2024-01-30

工藤莞司の注目裁判:商品形態について被告商品形態に模倣が認められた事例

(令和5年12月4日 大阪地裁令和4年(ワ)第3577号 商品形態模倣行為事件)

事案の概要 本件は、原告が、原告商品1(通帳ケース・下掲左参照)、原告商品2(長財布)を製造、販売している処、被告による被告商品1(下掲右参照)、被告商品2の販売が不正競争防止法2条1項3号の不正競争行為に該当するとして、被告に対し、不正競争防止法3条に基づく被告各商品の販売等の差止請求及び廃棄請求と、同法4条に基づく損害賠償金等の各支払請求をした事案である。

 

判 旨 実質的同一性について 原告商品1と被告商品1は、通帳ケースの外側のすべての形態(通常全体の大きさ及び形状、正面外側部に設けられたポケットの形状、大きさ及び位置、背面部の形状)、マチ部の上面及び側面部のすべての形態(開閉可能なフ ァスナーの配置)及び内部の形態の大部分(仕切り板の枚数及び大きさ、内側ポケットの数)において共通しているから、各商品から受ける商品全体としての印象が共通し、両商品の商品全体の形態が酷似しているといえる。他方で、両商品は、正面側及び背面側の各外装部裏面の裏面ポケットの有無、各外装部裏面の表面に設けられたカード等を収納するための小サイズのポケットの数(原告商品1は6個、被告商品1は4個)及び配置位置(高さ約1ないし2センチメートルの範囲内)の点で相違するが、いずれも些細な差異であり、商品の全体的形態について需要者に与える印象に影響するようなものではない。 したがって、原告商品1と被告商品1の形態は実質的に同一であると認められる。
 依拠性について 原告は、遅くとも令和3年6月22日から、第三者が自由に閲覧可能なECサイト楽天市場で原告商品1を販売しており、被告は容易に原告商品1にアクセス可能であったといえ、証拠(略)によれば、実際に、被告代表者が令和3年8月7日に原告商品1を購入した事実が認められる。また、被告商品1の販売開始時期は原告商品1の販売開始から約8か月後の令和4年2月25日である。以上によれば、被告商品1は原告商品1に依拠して製造販売されたと認められる。
 原告商品2と被告商品2の形態は、両商品の形態はすべての構成において共通する。 したがって、原告商品2と被告商品2の形態は実質的に同一であると認められる。原告は、遅くとも令和3年11月9日から、第三者が自由に閲覧可能なECサイトである楽天市場で原告商品2を販売しており、被告は容易に原告商品2にアクセス可能であったといえる。また、被告商品2の販売開始時期は原告商品2の販売開始から約4か月後の令和4年3月10日である。以上によれば、被告商品2は原告商品2に依拠して製造販売されたと認められる。

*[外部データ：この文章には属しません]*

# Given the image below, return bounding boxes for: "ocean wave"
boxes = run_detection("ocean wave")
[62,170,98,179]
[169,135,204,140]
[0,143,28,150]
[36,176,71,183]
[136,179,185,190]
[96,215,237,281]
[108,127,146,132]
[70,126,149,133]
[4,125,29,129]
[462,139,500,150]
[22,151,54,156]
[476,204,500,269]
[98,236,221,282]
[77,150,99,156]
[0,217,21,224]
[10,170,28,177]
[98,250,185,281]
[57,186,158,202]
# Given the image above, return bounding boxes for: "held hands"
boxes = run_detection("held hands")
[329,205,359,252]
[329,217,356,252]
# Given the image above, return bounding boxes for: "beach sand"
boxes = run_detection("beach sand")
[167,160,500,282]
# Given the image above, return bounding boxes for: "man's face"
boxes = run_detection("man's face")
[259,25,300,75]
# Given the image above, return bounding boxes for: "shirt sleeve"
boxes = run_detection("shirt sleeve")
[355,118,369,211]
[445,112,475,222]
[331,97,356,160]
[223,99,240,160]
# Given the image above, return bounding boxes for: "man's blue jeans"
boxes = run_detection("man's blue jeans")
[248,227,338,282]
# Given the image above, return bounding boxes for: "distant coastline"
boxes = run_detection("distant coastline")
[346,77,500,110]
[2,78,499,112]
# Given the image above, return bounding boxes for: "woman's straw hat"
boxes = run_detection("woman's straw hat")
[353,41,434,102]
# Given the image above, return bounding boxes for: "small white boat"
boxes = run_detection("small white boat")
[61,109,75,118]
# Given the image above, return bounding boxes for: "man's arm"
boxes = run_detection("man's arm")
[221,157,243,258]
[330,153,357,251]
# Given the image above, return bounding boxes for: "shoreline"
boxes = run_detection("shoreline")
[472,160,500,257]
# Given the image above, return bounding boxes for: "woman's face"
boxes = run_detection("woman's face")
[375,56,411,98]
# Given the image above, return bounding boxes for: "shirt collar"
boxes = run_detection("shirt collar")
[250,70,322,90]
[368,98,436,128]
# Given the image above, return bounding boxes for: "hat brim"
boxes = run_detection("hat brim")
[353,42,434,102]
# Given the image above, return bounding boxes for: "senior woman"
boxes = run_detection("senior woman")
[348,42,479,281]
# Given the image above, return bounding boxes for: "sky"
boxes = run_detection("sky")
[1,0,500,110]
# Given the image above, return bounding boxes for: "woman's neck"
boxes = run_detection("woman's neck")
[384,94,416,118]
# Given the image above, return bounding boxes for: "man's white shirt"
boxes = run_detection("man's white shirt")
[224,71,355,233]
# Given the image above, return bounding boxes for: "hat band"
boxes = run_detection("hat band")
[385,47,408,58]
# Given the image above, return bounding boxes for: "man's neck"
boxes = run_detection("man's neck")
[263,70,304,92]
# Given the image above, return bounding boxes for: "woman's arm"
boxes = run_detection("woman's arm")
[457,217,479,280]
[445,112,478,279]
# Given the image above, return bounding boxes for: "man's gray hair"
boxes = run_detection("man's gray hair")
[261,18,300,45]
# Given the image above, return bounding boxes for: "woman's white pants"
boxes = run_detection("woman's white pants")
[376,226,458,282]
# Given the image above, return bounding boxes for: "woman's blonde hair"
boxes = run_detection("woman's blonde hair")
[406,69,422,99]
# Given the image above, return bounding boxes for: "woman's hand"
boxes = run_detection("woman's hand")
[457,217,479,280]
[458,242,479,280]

コメント 本件は、不正競争防止法2条1項3号の商品形態模倣行為について争われ、これが認められた事例である。裁判所は、模倣について、原被告両商品形態の実質同一性と被告商品形態の先行する原告商品形態への依拠性から判断し(不競法2条5項)、いずれも肯定した。各商品から受ける商品全体としての印象が共通し、両商品の商品全体の形態が酷似するとする一方、相違点は、いずれも些細な差異であり、両者の形態は実質的に同一であると認定、判断した。原告商品2と被告商品2についても、同様である。
 依拠性についても、原告商品が先行し被告のアクセス可能性から判断され、肯定された。被告の独自開発については、主張もされていないようだ。
 本不正競争行為は、他人が先行開発した商品形態のデッドコピーを禁止するもので、国内販売開始時から3年間の販売のみが対象となる(不競法19条5号イ)。